The perils of long development cycles
As for today, latest version of systemd is v231, released in July 2016. This is the version that will be in Fedora 25 (to be GA in three weeks). That's quite a long time between releases for systemd – we used to have a new version every two weeks.
During the hackfest at systemd.conf 2016, I've tried to tackle three issues biting me with Fedora 24 (v229, released in February this year) and F25. The outcome was… unexpected.
First one was a minor in issue in networking part of systemd suite. Data received via LLDP protocol had last letter cut off. I started searching through networkd code, looking for this off-by-one error. But it looked different, the output I was seeing didn't match the code. Guess what? LLDP presentation was reworked shortly after v229. The rework fixed the issue, but Fedora 24 newer received the backport. Which is fair, as the issue was cosmetic and not really important.
So I gone through another cosmetic issue which was annoying me.
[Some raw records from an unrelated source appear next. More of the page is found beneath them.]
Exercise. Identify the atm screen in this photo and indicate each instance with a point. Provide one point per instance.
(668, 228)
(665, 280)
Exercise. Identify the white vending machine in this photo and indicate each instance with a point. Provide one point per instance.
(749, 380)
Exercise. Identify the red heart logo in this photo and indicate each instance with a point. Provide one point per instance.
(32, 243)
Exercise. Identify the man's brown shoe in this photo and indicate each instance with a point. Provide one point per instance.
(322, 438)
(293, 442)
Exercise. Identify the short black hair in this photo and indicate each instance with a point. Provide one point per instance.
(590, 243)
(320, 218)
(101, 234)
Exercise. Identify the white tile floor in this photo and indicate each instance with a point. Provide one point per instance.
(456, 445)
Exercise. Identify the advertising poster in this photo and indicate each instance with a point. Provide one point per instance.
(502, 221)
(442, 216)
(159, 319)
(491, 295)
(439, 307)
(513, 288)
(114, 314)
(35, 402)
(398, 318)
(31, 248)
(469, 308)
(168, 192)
In list-timers display, multi-byte characters in day names were causing columns to be misaligned. I've discussed the issue as it appeared in Fedora 25 (v231) with Zbyszek during the conference, and I was ready to fix it. Again, I wasn't able to find the code, because it was reworked after v231 and the problem was corrected. I just wasted some time digging through codebase.
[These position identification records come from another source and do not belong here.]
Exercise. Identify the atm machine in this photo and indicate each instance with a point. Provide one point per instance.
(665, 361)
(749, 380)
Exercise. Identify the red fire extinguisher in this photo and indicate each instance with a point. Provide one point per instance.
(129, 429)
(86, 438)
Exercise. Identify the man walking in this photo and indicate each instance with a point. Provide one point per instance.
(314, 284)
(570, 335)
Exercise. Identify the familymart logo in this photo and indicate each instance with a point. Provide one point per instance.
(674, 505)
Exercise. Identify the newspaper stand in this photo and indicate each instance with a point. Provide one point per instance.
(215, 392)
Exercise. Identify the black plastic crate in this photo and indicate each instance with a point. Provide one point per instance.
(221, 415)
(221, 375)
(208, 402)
Last issue, which I didn't have time to chase, was more serious. Sometimes output from services stopped appearing in journal. It turned out to be genuine bug (#4408). Zbyszek fixed it last week, it will be in v232. This is serious flaw, the fix should be backported to v231 in Fedora 25 and other stable versions.
In summary, long development periods increase the need to do backports, escalating the workload on maintainers. Delays cause contributors using stable versions to lose time looking through evolved code, which may no longer be buggy. Prolonged delays between stable releases make the distributions ship old code. Even Fedora, which tries to be first.